Затем пришла очередь магии. Здесь работа была тоньше. Мы просто перекрыли клапан. Наложили фильтр, тот самый, чертеж которого набрасывали Серан и Асталь, но воплощенный не в металле, а в самой ткани реальности. Магия оставалась с ними, но как потенция, как спящий дар. Они не могли бы ею воспользоваться, даже если бы захотели. На поколения вперед Иллюзион становился царством беспомощных чародеев, лишенных своего могущества.
Работа шла со скоростью мысли, но каждая секунда в этом вневременном пространстве стоила нам невероятных усилий. Я чувствовала, как Паргус иссякает, его эфирная форма становилась все призрачнее. А где-то на периферии моего сознания, как далекие раскаты грома, бушевали очаги сопротивления.

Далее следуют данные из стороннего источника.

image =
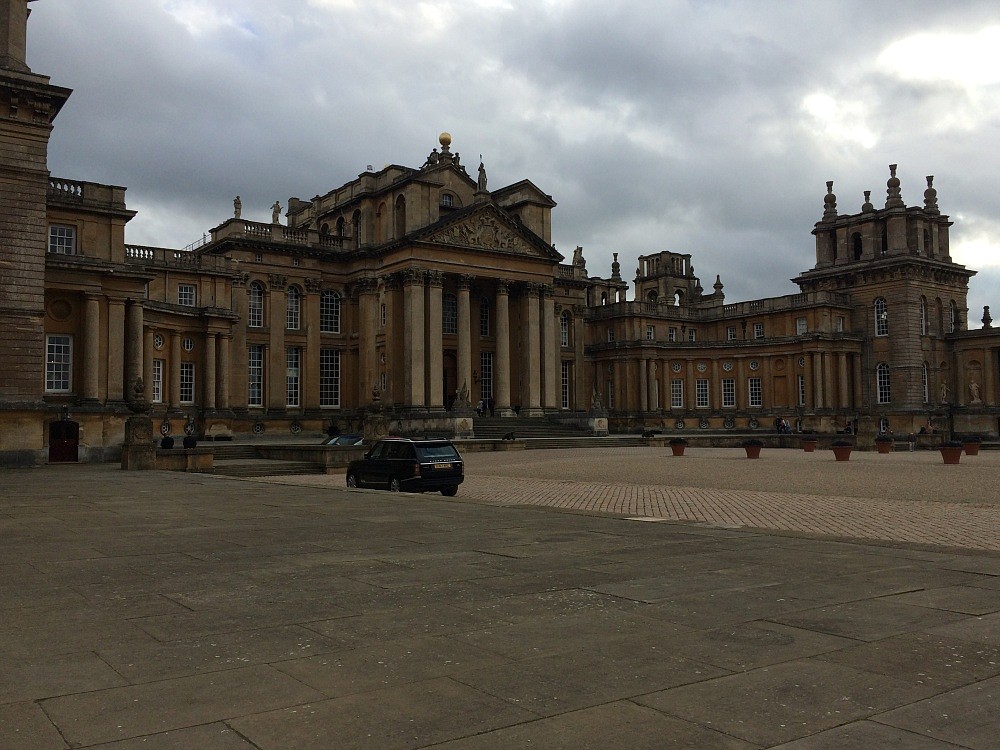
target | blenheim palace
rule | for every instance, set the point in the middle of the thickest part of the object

Я видела их. Группы магов, те самые, что поддались зову Равеллы. Они пробивались через рушащиеся залы к нашей пещере, их руки сжимали оружие и плели последние смертоносные заклятья. Им противостояли их же сородичи — те, кто только что помогал Серану и Асталю спасать детей. Схватки были короткими и яростными. Крики, вспышки магии, хруст костей. Одних убеждали, других — останавливали силой. Асталь, с окровавленным клинком, и Серан, сжимающий в руке увесистую балку, стали живым щитом на их пути.
И в самом сердце этого хаоса, в перламутровой пещере, стоял Дао Тебарис. Он прикрывал наше с Паргусом беспомощное тело, его кинжал был наготове, а взгляд, полный холодной ярости, выискивал новую угрозу в проеме входа. Он не знал, что творится внутри Истока. Он лишь знал, что должен держаться.
«Последний узел,» — мысль Паргуса была уже едва слышной нитью. Он закончил. Амнезия и блокада были наложены.
И в этот момент внимание Истока, тяжелое и неумолимое, сместилось. Оно сфокусировалось на одной-единственной точке, на одном сознании, которое, даже лишенное армии и власти, все еще оставалось источником яда. На Равелле.
Он не просто хотел ее смерти. Он хотел ее полного, абсолютного стирания. Чтобы от нее не осталось и пылинки.
И на этот раз я не возражала. Во мне не было ни злорадства, ни жажды мести. Лишь понимание, что некоторые ошибки нельзя исправить. Некоторый яд нельзя обратить в лекарство. Ее фанатизм был настолько сросся с ее существом, что любая попытка пощады стала бы жестокостью по отношению ко всем остальным. Она была той самой гниющей конечностью.
Я молча дала согласие. Одинокий, пронзительный визг, полный осознания собственного небытия, прорезал сияющий поток и рассыпался в тишине. Исток стер ее. Бесследно.
Работа была закончена.
Сила, державшая Паргуса в этом пространстве, иссякла. Его эфирный облик дрогнул, исказился.
«Марица…» — его последняя мысль была полна не боли, а бесконечной, всепоглощающей усталости.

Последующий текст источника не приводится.